The survey, conducted by Wang Yiqing, a grade two student at Luwan Senior High School, sampled more than 1,400 students over four months.

According to the survey, nearly 33 percent of high school students are showing a tendency toward unisexuality, including dressing up in the clothes of the opposite sex.

At her high school, Wang said it is common to see boys dressed like girls while girl dressed like boys.

One girl, who dresses in male clothing and has a masculine hairstyle, told China Central Television (CCTV): "I'm blocked every time I go to [the] restroom, it's a little bit strange."

Boys are also exhibiting what are traditionally considered to be more female personality traits, such as consideration and care for others, along with good interpersonal relations with boys and girls.
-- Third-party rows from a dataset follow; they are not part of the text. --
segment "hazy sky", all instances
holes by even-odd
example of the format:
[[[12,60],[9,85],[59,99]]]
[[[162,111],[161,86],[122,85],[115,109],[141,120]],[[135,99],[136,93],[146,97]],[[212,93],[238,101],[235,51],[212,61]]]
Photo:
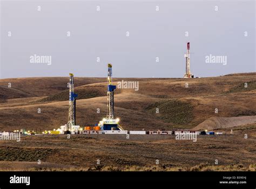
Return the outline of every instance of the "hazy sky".
[[[187,42],[196,77],[256,71],[255,1],[1,3],[2,78],[106,77],[108,63],[114,77],[182,77]],[[34,55],[51,65],[31,63]]]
A student at Wang's high school said the role reversal was acceptable.

"Being unisex means tempering force with mercy, one can be decisive and tender when needed," another student added.

After noticing the trend toward unisexuality, Wang decided to conduct the survey, which won her first place in the 27th Adolescents Science and Technology Invention Contest in Shanghai.

Wang said: "Thirty-three percent of the high school students have the unisex tendency and the tendency is stronger among those having sisters or brothers than those [who are an] only child."

According to experts, unisexuality includes personality traits as well as physical appearance.

A psychology teacher at the school reportedly described the trend toward unisexuality as having the ability to appreciate different orientations.

Shen Yifei, deputy secretary general of the Social Gender Development Research Center at Fudan University, also told CCTV: "With the modernisation of society, being more focused in some aspect has become the general trend. The past categorisation of masculinity and femininity doesn't seem to accord with the current society anymore."